Une nouvelle feuille de route de l'UNIDO promeut un développement industriel viable et inclusif

Le Secrétaire général Ban Ki-moon. Photo: ONU

2 décembre 2013 – L'Organisation des Nations Unies pour le développement industriel (ONUDI) a adopté lundi une nouvelle feuille de route pour ses priorités futures, promouvant un développement industriel durable et inclusif.

Il y a près de 40 ans, les États membres adoptaient au Pérou la Déclaration de Lima sur le développement et la coopération industrielle, qui vise à accroître la part de la production industrielle mondiale des pays en développement. Ce document a également permis à l'ONUDI de devenir une agence spécialisée des Nations Unies.

La nouvelle Déclaration de Lima, adoptée à l'ouverture ce matin de la Conférence générale de l'ONUDI, qui durera toute la semaine, souligne la pertinence du développement industriel durable et inclusif comme base d'une croissance économique soutenue.

« En intégrant de façon équilibrée les trois piliers du développement durable – économique, social et environnemental –, nous sommes convaincus que les mesures efficaces en faveur du développement industriel durable et inclusif devraient englober le renforcement des capacités productives d'une manière qui prend en charge la transformation structurelle de l'économie ; encourage la croissance économique et la création d'emplois décents ; améliore la productivité et le développement, le transfert et l'absorption de technologies et soutient la recherche et le développement », indique le document.

S'exprimant à l'ouverture de la Conférence générale, le Secrétaire général Ban Ki-moon a rappelé que le monde d'aujourd'hui était confronté à l'inégalité, à la volatilité et à l'incertitude. « Nous sommes témoins d'une urbanisation rapide. Ce qui signifie une population mondiale en pleine expansion, une production accrue de biens et de services avec des ressources qui s'amenuisent et la contrainte de générer moins de déchets et de pollution ».

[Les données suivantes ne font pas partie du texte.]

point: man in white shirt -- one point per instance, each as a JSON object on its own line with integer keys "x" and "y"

Bien que ces défis soient « redoutables », de nombreuses possibilités permettent d'envisager un progrès commun. « Les connaissances et la technologie du 21ème siècle continuent de progresser. De plus en plus de success stories peuvent être mis sur le compte de politiques adéquates, d'incitations et d'investissements réfléchis », déclare M. Ban.

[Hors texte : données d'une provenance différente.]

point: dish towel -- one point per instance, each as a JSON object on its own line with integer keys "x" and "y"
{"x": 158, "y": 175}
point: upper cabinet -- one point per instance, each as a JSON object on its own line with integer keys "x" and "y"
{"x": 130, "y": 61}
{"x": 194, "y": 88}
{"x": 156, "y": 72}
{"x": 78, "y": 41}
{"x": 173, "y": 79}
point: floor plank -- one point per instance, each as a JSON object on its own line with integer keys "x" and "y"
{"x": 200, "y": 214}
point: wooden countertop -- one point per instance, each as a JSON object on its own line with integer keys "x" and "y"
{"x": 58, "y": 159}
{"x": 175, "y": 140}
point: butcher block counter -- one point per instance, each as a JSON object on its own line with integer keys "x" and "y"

Le patron de l'ONU a également mis en évidence trois domaines dans lesquels l'ONUDI est particulièrement bien placée pour mettre l'humanité sur une voie à la fois plus sûre et plus prospère : contribuer à l'élaboration de l'avenir du programme de développement mondial : créer une dynamique de viabilité de l'environnement ; et aider à relever le défi des changements climatiques.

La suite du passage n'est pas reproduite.